Je viens de lire ton article et la longue citation de Lorenz qu'il contient. J'ai été particulièrement intéressé par l'hypothèse de l'observateur lointain (en général on dit : vu de Sirius plutôt que de Mars) qui ne comprendrait rien aux mouvements historiques. En tant qu'historien amateur, j'ai souvent réfléchi à cet aspect du problème mais en tant que cartésien, je crois que les conflits et les guerres (la forme la plus élaborée de l'agression) naissent de la raison, contrairement à ce que les philosophes soutiennent habituellement. La prétendue absurdité de la guerre est une idiotie, une illusion d'optique due à ce que des participants insuffisamment informés ou ayant un point de vue très restreint (je veux dire : ne voyant pas l'ensemble de l'enjeu) ont l'impression d'être embringués dans des actes complètement délirants où, de plus, leur survie n'est pas assurée. Mais en fait, chaque déclenchement de conflit relève, pour l'agresseur au moins, d'un calcul rationnel (qui peut être faux par erreur d'estimation des facteurs), tout comme symétriquement chaque capitulation est aussi un calcul rationnel. Tout plan de bataille, même celui qui s'avère le plus désastreux (mai 40, Dien Bien Phu) est aussi le produit d'un calcul parfaitement rationnel dont les facteurs ont été mal évalués. Il y a d'ailleurs longtemps que les grands chefs sont à l'abri des émotions, ce qui explique leurs ordres extrêmes (Lorenz parle de l'émotion comme facteur pacifiant dans ta citation).
Il y a un autre facteur qui joue un rôle très important dans l'Histoire (et dans la Science) : le hasard.
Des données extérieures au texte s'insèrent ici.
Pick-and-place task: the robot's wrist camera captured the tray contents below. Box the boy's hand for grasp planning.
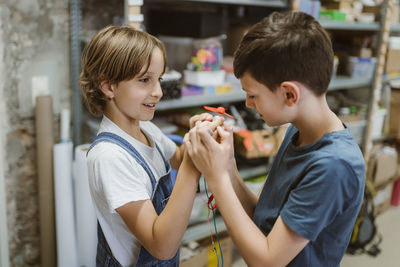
[184,122,234,190]
[189,112,219,129]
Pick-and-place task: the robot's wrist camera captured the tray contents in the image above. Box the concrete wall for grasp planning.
[0,0,71,266]
[0,0,124,267]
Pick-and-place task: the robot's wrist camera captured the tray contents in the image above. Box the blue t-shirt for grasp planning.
[253,126,365,267]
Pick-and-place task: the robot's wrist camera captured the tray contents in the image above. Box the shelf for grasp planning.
[328,76,372,91]
[182,216,226,244]
[319,20,380,31]
[146,0,288,8]
[382,75,400,83]
[157,76,371,110]
[390,24,400,32]
[157,89,246,110]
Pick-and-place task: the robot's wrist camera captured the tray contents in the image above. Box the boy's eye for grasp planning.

lucienne50 22/02/2008 19:16

Posté le vendredi 18 janvier 2008 18:30

tres long a lire mais tres interessant je reviendrais aussi car la lecture sur ordinateur est plus difficile que dans un livre , mais sur ce que j'ai lu on agit aussi avec les instincts animal
bonne soirée

ondine992 22/02/2008 19:16

Posté le vendredi 18 janvier 2008 15:51

je reviendrais cet aprem finir de lire !!!